A sus ojos, su conquista no era sino la adquisición de un derecho, sino una necesaria victoria ganada sobre la intolerancia. Conociendo el precio que se paga por ella, por haberle faltado, no estaba dispuesto a sacrificarla al ejercicio del deseo. Más valía escatimarla sabiendo asignarle límites gracias a unas reglas a las que debe obedecer todo sujeto. Y las reglas, en el itinerario de aquel hombre que, en cada emigración, no hizo sino perder lo que creía haber ganado, eran las que había fijado la IPA para el “libre” ejercicio del psicoanálisis. Sacaban además su fuerza de su carácter supranacional, del hecho de que se habían impuesto, a partir de 1925, a todas las sociedades ipeístas.

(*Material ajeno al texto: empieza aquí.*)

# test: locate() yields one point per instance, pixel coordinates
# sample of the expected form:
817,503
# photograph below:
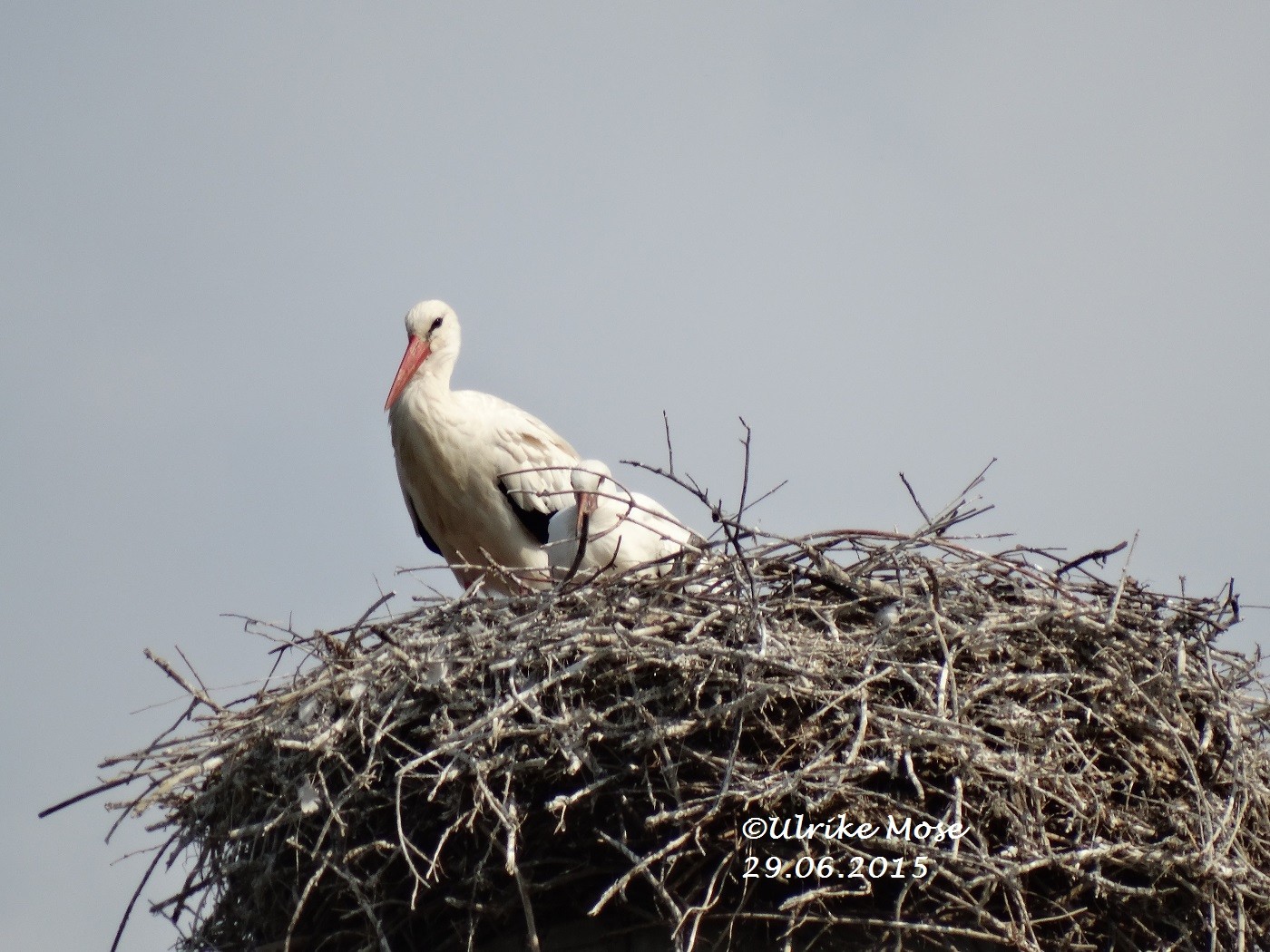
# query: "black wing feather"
535,523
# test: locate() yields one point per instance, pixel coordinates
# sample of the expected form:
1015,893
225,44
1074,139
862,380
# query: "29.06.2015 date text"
827,867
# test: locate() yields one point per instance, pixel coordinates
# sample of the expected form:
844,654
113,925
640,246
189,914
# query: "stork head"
587,478
432,333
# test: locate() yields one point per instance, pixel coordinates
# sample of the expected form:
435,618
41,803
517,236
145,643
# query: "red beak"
415,353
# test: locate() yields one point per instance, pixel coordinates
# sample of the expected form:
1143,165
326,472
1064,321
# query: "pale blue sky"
892,237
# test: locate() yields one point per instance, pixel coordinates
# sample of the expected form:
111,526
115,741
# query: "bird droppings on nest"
1044,761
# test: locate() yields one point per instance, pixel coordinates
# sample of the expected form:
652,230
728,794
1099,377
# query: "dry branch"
479,767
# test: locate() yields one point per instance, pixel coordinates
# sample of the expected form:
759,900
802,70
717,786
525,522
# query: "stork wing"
535,463
415,514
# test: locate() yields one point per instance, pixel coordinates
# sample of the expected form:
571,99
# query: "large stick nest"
1050,761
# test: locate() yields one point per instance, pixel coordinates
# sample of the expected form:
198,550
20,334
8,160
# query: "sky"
891,237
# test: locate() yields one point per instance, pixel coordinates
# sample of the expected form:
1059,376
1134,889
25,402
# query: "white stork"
480,476
618,529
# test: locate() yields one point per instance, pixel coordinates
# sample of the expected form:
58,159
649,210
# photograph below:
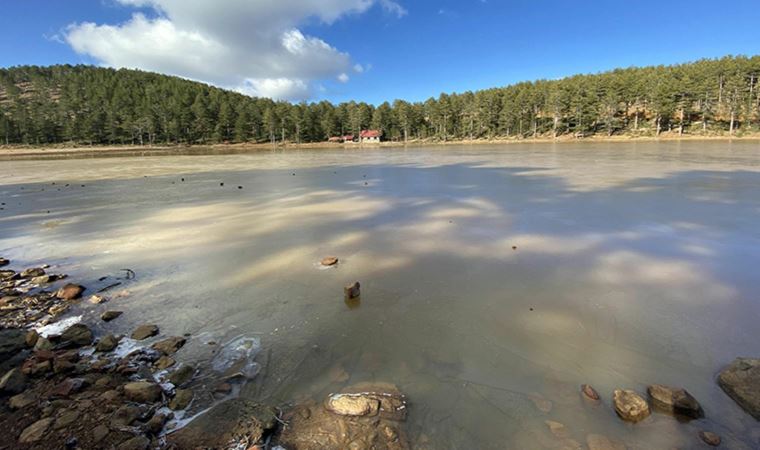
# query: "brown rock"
589,393
674,400
142,391
144,332
70,292
110,315
35,431
630,406
710,438
329,261
352,290
169,346
741,381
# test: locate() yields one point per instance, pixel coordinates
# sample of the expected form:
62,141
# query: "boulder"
144,332
70,292
710,438
630,406
35,431
77,334
169,346
741,381
329,261
142,391
13,382
110,315
352,290
674,400
107,343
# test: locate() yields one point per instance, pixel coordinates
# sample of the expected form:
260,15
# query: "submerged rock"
630,406
144,332
352,290
70,292
741,381
674,400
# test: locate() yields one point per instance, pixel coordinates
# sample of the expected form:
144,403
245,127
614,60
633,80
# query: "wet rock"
13,382
630,406
33,272
329,261
70,292
78,335
674,400
135,443
144,332
352,290
21,401
181,400
741,381
142,391
589,393
107,343
35,431
182,375
170,345
599,442
110,315
710,438
165,362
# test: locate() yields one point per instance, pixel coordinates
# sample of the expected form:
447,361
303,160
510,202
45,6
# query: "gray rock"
630,406
35,431
741,381
675,401
77,334
142,391
144,332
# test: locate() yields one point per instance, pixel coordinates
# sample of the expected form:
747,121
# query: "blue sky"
373,50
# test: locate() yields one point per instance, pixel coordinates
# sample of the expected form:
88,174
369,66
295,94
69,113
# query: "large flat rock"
741,381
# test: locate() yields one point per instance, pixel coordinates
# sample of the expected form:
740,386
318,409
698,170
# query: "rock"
182,398
165,362
329,261
107,343
31,338
21,401
170,345
35,431
77,334
352,291
99,433
630,406
182,375
13,382
674,400
33,272
599,442
144,332
136,443
110,315
70,292
12,341
741,381
589,393
710,438
142,391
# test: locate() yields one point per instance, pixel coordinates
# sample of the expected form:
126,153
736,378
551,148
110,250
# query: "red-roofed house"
371,136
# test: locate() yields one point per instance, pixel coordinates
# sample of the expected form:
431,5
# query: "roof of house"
371,133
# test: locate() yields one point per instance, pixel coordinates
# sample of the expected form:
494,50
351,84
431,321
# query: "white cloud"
253,46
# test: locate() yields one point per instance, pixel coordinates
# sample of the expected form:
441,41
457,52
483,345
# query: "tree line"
91,105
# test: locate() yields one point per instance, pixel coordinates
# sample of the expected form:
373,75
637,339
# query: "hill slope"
91,105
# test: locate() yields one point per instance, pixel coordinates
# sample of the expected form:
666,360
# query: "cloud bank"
253,46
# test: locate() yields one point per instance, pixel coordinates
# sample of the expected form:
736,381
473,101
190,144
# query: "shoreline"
20,152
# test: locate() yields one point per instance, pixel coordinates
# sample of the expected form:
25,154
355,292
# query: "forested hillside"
89,105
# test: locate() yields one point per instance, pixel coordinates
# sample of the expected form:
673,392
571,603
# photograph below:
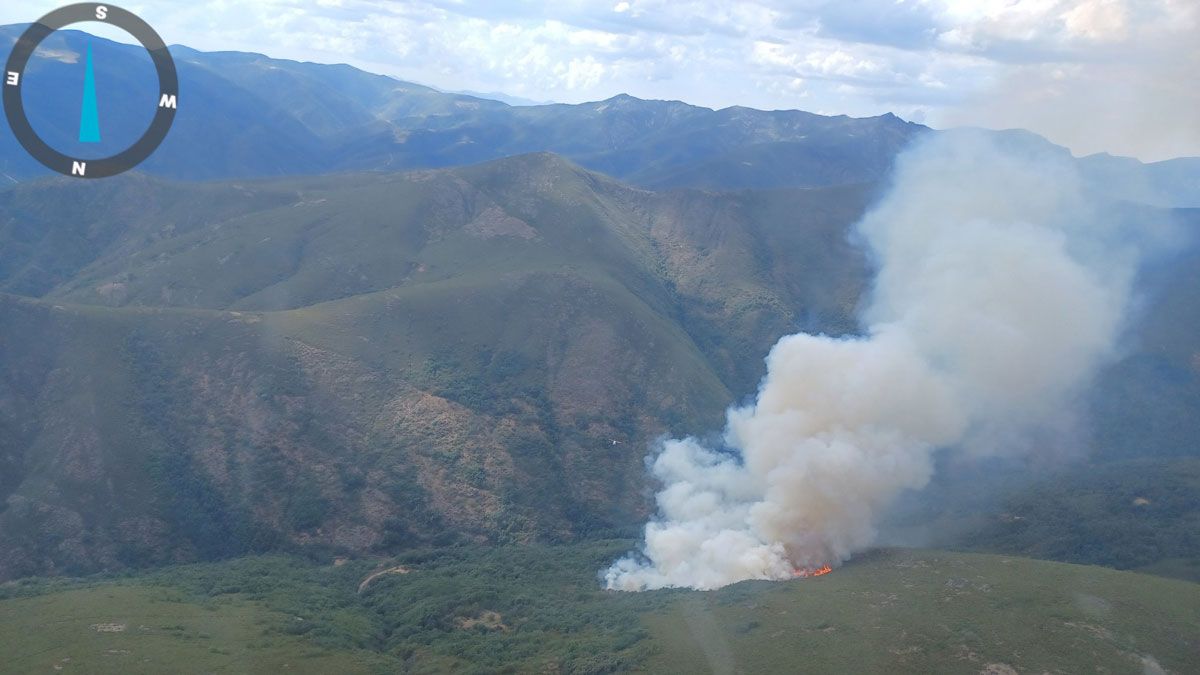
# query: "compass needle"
89,111
89,115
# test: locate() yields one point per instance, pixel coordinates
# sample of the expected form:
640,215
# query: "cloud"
1115,75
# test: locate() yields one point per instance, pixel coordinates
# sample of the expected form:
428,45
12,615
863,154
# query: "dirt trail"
373,575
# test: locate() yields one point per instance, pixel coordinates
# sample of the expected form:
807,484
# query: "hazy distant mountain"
504,97
250,115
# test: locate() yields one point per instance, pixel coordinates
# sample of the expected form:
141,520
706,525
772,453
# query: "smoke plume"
1000,290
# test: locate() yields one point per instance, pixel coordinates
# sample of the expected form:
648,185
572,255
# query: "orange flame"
819,572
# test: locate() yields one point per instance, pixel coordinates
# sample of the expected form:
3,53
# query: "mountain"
366,363
373,362
249,115
534,609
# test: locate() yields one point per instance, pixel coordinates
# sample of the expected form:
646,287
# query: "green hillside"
371,363
539,609
367,363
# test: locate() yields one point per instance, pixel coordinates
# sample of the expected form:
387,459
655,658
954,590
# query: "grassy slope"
540,609
420,353
161,632
916,611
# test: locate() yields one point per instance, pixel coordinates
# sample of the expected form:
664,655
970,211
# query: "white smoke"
999,293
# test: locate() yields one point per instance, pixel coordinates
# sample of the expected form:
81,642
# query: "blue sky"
1119,76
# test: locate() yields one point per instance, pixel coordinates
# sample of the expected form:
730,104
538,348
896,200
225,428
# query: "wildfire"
805,573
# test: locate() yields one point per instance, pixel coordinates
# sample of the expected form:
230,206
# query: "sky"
1117,76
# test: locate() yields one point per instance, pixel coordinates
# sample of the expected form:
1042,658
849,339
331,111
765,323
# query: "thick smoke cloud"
999,293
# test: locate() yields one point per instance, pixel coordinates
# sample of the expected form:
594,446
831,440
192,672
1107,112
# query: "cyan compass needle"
89,115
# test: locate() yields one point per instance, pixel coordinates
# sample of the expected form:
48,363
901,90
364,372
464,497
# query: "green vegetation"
376,363
1129,514
540,609
915,611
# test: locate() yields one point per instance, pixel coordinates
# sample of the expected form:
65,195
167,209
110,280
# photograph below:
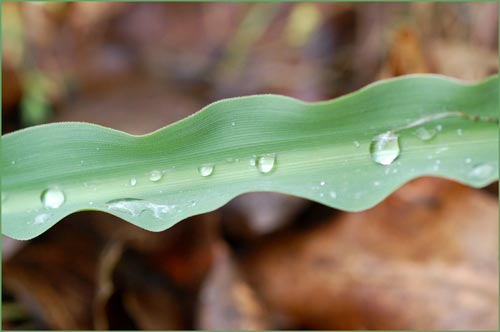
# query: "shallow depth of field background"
425,258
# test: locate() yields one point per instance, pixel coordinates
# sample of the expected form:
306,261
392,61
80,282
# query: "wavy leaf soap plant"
348,153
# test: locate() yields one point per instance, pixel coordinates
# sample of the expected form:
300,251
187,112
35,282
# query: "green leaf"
320,151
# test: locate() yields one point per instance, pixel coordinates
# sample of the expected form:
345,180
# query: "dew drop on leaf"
41,219
52,198
155,176
206,169
266,163
425,134
384,148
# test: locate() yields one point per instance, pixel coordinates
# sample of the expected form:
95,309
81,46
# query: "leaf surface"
320,151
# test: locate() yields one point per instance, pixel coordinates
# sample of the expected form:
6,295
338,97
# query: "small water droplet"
155,175
266,163
52,198
206,169
481,171
425,134
384,148
442,149
41,219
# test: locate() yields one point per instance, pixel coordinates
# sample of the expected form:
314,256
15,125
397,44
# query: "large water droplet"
155,175
425,134
206,169
135,207
52,198
131,206
41,219
482,171
384,148
266,163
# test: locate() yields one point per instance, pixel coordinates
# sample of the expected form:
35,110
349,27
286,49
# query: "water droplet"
439,150
425,134
52,198
206,169
384,148
482,171
41,219
266,163
135,207
155,175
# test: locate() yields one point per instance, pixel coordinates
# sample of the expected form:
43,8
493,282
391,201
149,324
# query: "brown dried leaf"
425,258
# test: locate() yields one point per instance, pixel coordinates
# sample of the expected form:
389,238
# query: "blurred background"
425,258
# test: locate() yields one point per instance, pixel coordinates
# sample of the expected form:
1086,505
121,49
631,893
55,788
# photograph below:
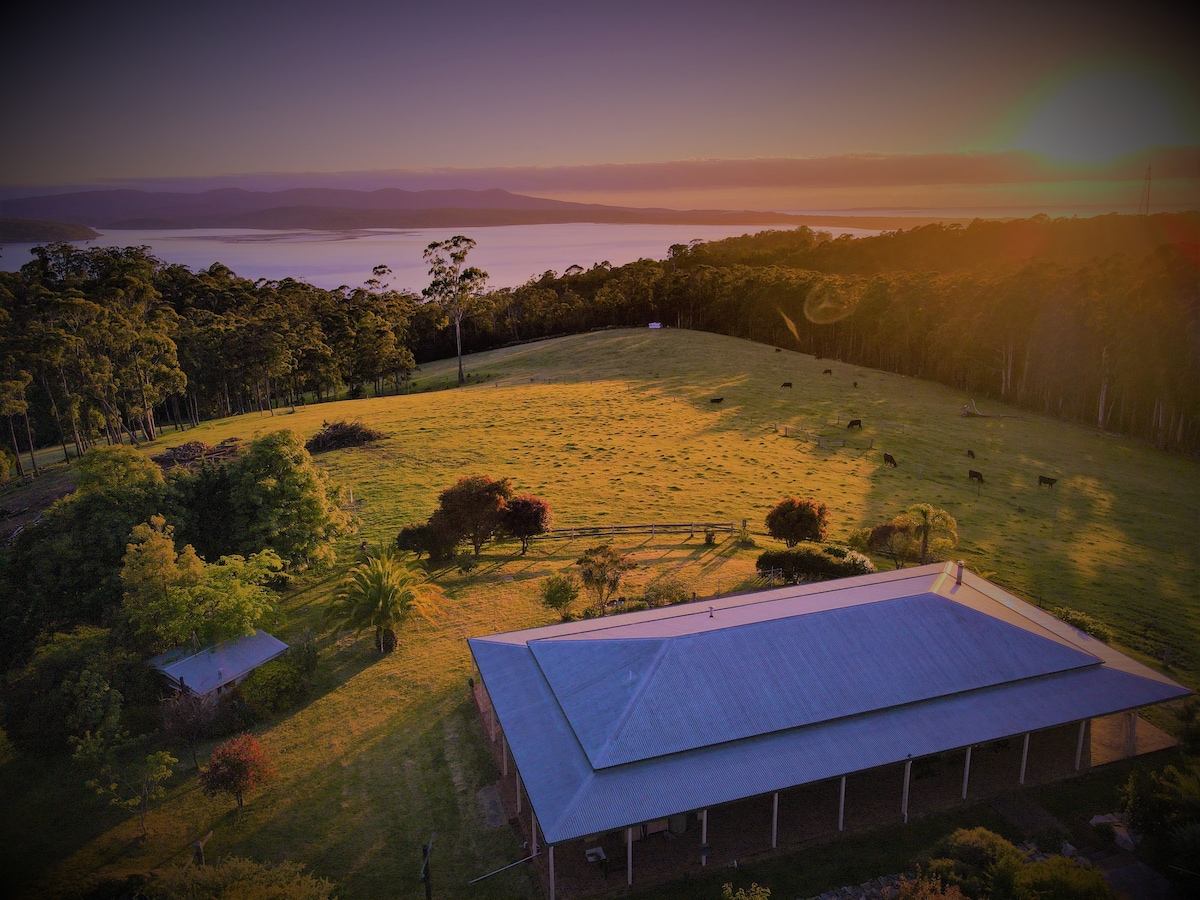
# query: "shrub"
1084,622
811,563
238,877
795,520
558,592
336,436
1061,879
665,591
273,687
978,862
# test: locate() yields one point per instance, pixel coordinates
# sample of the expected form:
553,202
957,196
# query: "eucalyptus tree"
455,286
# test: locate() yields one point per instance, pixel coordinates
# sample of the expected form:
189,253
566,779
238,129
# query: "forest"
1095,321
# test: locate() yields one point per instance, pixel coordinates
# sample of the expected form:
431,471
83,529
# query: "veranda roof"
627,719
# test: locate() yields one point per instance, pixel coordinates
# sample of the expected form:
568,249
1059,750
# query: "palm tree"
930,525
383,593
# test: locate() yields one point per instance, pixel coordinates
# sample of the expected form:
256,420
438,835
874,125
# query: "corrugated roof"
220,664
630,700
622,720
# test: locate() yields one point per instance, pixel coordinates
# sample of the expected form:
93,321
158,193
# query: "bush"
1061,879
795,520
978,862
665,591
238,877
811,563
273,688
558,592
1084,622
336,436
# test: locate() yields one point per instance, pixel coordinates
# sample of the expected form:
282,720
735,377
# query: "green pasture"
616,427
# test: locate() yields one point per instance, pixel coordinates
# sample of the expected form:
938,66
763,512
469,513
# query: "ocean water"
510,255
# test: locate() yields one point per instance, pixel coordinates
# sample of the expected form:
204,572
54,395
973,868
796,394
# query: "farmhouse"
210,671
915,688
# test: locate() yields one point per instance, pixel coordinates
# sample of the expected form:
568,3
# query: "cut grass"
616,429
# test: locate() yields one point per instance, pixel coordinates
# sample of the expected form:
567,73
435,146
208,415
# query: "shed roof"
621,720
204,671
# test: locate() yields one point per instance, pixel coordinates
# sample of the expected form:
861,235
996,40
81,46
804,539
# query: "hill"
617,427
29,231
329,209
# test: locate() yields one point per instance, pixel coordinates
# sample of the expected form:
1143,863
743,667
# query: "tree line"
107,345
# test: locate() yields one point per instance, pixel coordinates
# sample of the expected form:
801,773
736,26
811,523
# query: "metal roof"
202,672
621,720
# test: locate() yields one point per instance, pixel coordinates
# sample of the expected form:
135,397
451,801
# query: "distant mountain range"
328,209
333,209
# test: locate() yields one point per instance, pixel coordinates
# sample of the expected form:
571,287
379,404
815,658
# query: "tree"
601,569
283,502
383,593
795,520
558,592
936,529
895,539
135,784
172,598
473,508
237,767
525,516
187,720
453,287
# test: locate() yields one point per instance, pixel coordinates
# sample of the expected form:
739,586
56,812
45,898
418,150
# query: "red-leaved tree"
526,516
235,767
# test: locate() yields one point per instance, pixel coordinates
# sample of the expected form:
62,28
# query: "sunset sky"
750,105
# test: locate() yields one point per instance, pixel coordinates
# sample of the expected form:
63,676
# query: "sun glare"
1099,115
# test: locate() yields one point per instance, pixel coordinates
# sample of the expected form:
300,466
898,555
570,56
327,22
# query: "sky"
753,105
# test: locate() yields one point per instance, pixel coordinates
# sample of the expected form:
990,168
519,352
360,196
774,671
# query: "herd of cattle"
973,475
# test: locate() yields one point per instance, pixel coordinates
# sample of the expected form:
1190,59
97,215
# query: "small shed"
213,670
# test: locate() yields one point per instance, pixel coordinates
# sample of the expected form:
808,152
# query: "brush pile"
336,436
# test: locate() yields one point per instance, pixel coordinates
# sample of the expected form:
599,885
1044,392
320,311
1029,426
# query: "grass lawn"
617,427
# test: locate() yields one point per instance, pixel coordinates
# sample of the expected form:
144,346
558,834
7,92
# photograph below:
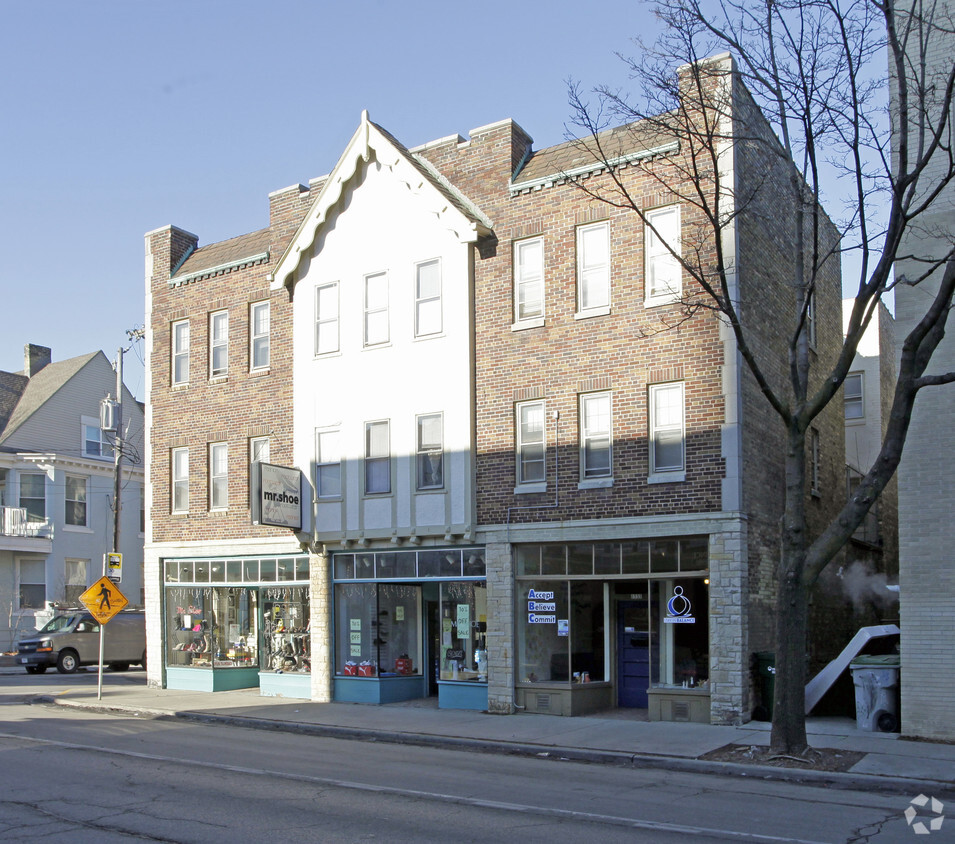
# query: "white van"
71,640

Compuesto esencialmente de judíos de la Europa central, el imperio freudiano de entre las dos guerras formaba una especie de nación donde el uso de reglas y de costumbres conducía a la instauración de un igualitarismo unificador. Y si las reglas fueron transgredidas constantemente, no por ello dejaron de ser constitutivas de una arquitectura moral que permitió a la comunidad psicoanalítica existir a través de un lazo social y según un fundamento ético.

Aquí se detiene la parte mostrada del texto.